William Gibson: Google isn’t a panopticon

The New York Times turns the mic over to William Gibson, who ponders Google’s place in the world (or, perhaps more appropriately, our place in Google’s world):

Cyberspace, not so long ago, was a specific elsewhere, one we visited periodically, peering into it from the familiar physical world. Now cyberspace has everted. Turned itself inside out. Colonized the physical. Making Google a central and evolving structural unit not only of the architecture of cyberspace, but of the world. This is the sort of thing that empires and nation-states did, before. But empires and nation-states weren’t organs of global human perception. They had their many eyes, certainly, but they didn’t constitute a single multiplex eye for the entire human species.

Jeremy Bentham’s Panopticon prison design is a perennial metaphor in discussions of digital surveillance and data mining, but it doesn’t really suit an entity like Google. Bentham’s all-seeing eye looks down from a central viewpoint, the gaze of a Victorian warder. In Google, we are at once the surveilled and the individual retinal cells of the surveillant, however many millions of us, constantly if unconsciously participatory. We are part of a post-geographical, post-national super-state, one that handily says no to China. Or yes, depending on profit considerations and strategy. But we do not participate in Google on that level. We’re citizens, but without rights.

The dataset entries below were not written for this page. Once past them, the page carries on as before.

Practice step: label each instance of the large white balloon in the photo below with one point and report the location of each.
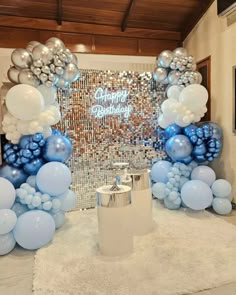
(24, 102)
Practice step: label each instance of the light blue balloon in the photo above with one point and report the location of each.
(171, 205)
(178, 147)
(7, 243)
(34, 229)
(159, 171)
(159, 190)
(59, 218)
(19, 209)
(221, 188)
(53, 178)
(68, 201)
(222, 206)
(196, 194)
(8, 220)
(204, 173)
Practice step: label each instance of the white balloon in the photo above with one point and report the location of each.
(174, 92)
(24, 102)
(49, 94)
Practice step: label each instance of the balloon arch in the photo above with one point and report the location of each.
(35, 180)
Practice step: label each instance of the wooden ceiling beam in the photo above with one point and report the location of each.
(59, 12)
(83, 28)
(128, 11)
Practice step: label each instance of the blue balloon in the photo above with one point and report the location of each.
(172, 130)
(53, 178)
(33, 167)
(19, 209)
(222, 206)
(34, 229)
(7, 243)
(57, 148)
(159, 171)
(178, 147)
(15, 175)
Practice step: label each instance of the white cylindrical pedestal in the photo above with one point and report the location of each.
(141, 195)
(114, 210)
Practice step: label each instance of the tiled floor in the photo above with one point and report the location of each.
(16, 272)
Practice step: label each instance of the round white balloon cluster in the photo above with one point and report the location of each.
(176, 68)
(190, 186)
(183, 107)
(51, 64)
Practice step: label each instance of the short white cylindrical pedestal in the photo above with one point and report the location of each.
(114, 210)
(141, 195)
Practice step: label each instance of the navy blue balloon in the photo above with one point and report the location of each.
(57, 148)
(33, 167)
(24, 141)
(15, 175)
(178, 147)
(172, 130)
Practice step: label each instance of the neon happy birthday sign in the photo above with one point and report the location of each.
(111, 103)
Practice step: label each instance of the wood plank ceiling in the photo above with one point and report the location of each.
(132, 27)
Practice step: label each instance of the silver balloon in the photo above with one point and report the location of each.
(13, 74)
(180, 51)
(173, 77)
(21, 58)
(159, 74)
(43, 53)
(71, 73)
(27, 77)
(43, 77)
(59, 71)
(55, 44)
(30, 46)
(38, 63)
(165, 58)
(46, 69)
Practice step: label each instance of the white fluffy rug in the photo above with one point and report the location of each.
(187, 252)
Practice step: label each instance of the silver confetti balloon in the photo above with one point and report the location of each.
(165, 58)
(21, 58)
(173, 77)
(55, 44)
(159, 74)
(13, 74)
(27, 77)
(43, 53)
(180, 51)
(71, 73)
(30, 46)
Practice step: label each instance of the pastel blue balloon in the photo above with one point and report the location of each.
(171, 205)
(159, 171)
(31, 180)
(222, 206)
(204, 173)
(196, 194)
(7, 221)
(57, 148)
(159, 190)
(53, 178)
(34, 229)
(172, 130)
(19, 209)
(15, 175)
(59, 218)
(33, 166)
(221, 188)
(178, 147)
(68, 201)
(7, 243)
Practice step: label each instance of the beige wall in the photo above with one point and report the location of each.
(213, 37)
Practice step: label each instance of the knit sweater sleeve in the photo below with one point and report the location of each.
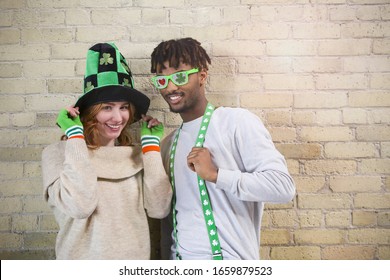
(157, 188)
(70, 183)
(264, 175)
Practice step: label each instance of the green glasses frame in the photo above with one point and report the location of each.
(178, 78)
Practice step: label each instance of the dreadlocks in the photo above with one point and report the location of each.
(185, 50)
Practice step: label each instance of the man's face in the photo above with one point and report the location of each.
(185, 97)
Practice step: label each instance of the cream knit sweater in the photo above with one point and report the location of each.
(101, 199)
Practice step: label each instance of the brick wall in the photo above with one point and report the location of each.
(316, 71)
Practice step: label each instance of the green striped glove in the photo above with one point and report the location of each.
(72, 127)
(150, 137)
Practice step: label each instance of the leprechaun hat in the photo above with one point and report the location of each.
(108, 79)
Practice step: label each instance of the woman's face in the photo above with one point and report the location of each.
(112, 119)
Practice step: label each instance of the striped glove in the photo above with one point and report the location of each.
(150, 137)
(72, 127)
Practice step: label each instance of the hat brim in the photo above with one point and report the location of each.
(115, 93)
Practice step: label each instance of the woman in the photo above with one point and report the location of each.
(100, 187)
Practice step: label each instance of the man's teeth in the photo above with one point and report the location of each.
(174, 97)
(113, 126)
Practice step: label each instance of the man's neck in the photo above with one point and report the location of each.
(196, 112)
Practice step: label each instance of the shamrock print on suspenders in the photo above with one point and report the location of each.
(206, 205)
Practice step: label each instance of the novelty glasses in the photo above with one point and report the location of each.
(178, 78)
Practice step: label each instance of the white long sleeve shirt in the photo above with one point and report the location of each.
(250, 172)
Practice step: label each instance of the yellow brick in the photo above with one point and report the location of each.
(77, 16)
(369, 99)
(373, 133)
(49, 69)
(365, 29)
(331, 167)
(350, 150)
(9, 70)
(23, 119)
(384, 219)
(316, 30)
(291, 48)
(345, 47)
(246, 83)
(369, 236)
(310, 219)
(380, 81)
(319, 236)
(49, 102)
(290, 82)
(355, 116)
(27, 52)
(317, 65)
(384, 252)
(364, 218)
(280, 134)
(293, 166)
(11, 103)
(9, 36)
(278, 236)
(296, 253)
(300, 151)
(342, 81)
(278, 118)
(20, 154)
(303, 117)
(374, 166)
(355, 183)
(253, 31)
(381, 46)
(11, 170)
(372, 200)
(55, 35)
(380, 116)
(348, 253)
(243, 48)
(328, 117)
(309, 184)
(283, 218)
(338, 219)
(266, 100)
(122, 17)
(5, 223)
(320, 100)
(10, 240)
(324, 201)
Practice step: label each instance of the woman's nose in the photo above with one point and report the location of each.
(116, 115)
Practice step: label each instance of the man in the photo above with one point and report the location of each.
(222, 162)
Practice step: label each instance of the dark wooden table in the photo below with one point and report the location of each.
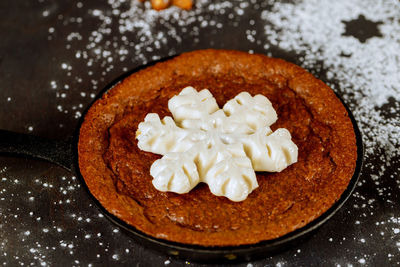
(56, 56)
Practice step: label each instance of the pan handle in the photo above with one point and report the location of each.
(58, 152)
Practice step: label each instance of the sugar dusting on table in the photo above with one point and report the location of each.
(126, 34)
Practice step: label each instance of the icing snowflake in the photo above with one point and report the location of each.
(220, 147)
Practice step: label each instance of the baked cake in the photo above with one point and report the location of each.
(117, 172)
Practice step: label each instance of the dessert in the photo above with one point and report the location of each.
(117, 172)
(219, 147)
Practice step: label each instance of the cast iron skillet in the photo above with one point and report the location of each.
(65, 154)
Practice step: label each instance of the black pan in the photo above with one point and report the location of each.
(65, 154)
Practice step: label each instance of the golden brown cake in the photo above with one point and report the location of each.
(117, 172)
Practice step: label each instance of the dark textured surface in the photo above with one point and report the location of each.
(46, 215)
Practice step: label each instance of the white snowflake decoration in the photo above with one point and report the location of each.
(220, 147)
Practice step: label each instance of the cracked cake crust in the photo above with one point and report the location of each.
(117, 172)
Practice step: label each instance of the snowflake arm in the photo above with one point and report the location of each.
(175, 172)
(270, 151)
(221, 147)
(247, 114)
(163, 136)
(191, 109)
(231, 175)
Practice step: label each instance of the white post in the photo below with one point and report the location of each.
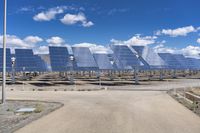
(4, 54)
(136, 75)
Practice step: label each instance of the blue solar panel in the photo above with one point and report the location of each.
(182, 61)
(84, 59)
(40, 64)
(124, 57)
(103, 61)
(148, 57)
(25, 60)
(193, 64)
(59, 58)
(8, 60)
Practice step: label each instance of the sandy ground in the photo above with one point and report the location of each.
(147, 111)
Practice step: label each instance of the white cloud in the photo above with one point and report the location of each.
(50, 14)
(70, 19)
(162, 49)
(183, 31)
(41, 50)
(189, 51)
(55, 41)
(33, 39)
(198, 40)
(137, 40)
(94, 48)
(14, 42)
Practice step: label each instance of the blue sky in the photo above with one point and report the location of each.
(170, 24)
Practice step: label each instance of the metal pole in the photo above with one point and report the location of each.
(4, 54)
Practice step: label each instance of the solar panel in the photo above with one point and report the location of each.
(40, 64)
(84, 59)
(182, 61)
(8, 60)
(124, 57)
(59, 58)
(25, 60)
(170, 60)
(148, 57)
(103, 61)
(193, 64)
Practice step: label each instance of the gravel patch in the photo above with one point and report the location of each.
(10, 121)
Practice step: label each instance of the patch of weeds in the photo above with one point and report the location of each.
(38, 108)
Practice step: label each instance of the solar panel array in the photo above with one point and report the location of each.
(125, 58)
(193, 64)
(84, 60)
(181, 60)
(59, 58)
(8, 60)
(149, 58)
(103, 61)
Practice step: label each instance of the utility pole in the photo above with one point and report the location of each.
(4, 54)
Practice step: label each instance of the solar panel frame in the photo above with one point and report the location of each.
(84, 60)
(40, 64)
(8, 60)
(149, 58)
(59, 59)
(125, 58)
(171, 61)
(103, 61)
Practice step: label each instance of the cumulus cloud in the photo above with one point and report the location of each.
(189, 51)
(55, 41)
(183, 31)
(50, 14)
(71, 19)
(15, 42)
(94, 48)
(198, 40)
(136, 40)
(41, 50)
(33, 39)
(162, 49)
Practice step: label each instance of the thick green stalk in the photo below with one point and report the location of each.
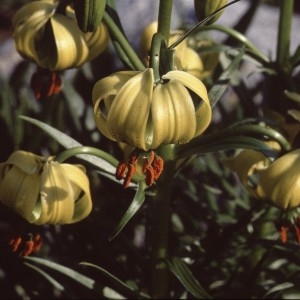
(164, 18)
(161, 213)
(284, 31)
(126, 52)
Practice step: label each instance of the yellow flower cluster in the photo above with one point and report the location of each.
(130, 107)
(44, 191)
(54, 40)
(277, 181)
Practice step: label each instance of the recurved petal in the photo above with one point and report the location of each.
(109, 86)
(103, 95)
(203, 109)
(26, 161)
(56, 205)
(280, 182)
(128, 118)
(173, 114)
(62, 45)
(81, 187)
(33, 12)
(19, 191)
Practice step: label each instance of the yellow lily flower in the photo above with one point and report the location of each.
(280, 182)
(44, 191)
(53, 40)
(276, 181)
(130, 107)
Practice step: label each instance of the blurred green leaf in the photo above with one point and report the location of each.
(136, 203)
(78, 277)
(53, 281)
(223, 81)
(119, 284)
(185, 276)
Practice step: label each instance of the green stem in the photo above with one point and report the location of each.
(284, 31)
(161, 213)
(164, 19)
(126, 52)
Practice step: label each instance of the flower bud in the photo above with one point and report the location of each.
(204, 8)
(280, 182)
(43, 191)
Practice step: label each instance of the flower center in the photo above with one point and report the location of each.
(152, 167)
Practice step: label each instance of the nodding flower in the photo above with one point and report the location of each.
(276, 181)
(53, 40)
(130, 107)
(43, 191)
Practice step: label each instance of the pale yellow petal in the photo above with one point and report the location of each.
(103, 95)
(19, 191)
(80, 185)
(56, 196)
(128, 116)
(280, 182)
(173, 114)
(62, 45)
(203, 110)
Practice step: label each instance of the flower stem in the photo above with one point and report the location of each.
(161, 213)
(284, 31)
(122, 46)
(164, 18)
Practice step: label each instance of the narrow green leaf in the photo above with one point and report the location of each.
(124, 288)
(136, 203)
(68, 142)
(279, 287)
(221, 84)
(78, 277)
(179, 268)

Note to self – I’m still enough of a vain little fanboy that I’m hugely gratified when my heroes think  similar things to myself, in this case regarding Eric Schmidt’s unGooglable childhood idea:

… I don’t find this a very realistic idea, however much the prospect of millions of people living out their lives in individual witness protection programs, prisoners of their own youthful folly, appeals to my novelistic Kafka glands. Nor do I take much comfort in the thought that Google itself would have to be trusted never to link one’s sober adulthood to one’s wild youth, which surely the search engine, wielding as yet unimagined tools of transparency, eventually could and would do.

I imagine that those who are indiscreet on the Web will continue to have to make the best of it, while sharper cookies, pocketing nyms and proxy cascades (as sharper cookies already do), slouch toward an ever more Googleable future, one in which Google, to some even greater extent than it does now, helps us decide what we’ll do next.

The genie won’t go back into the bottle, folks.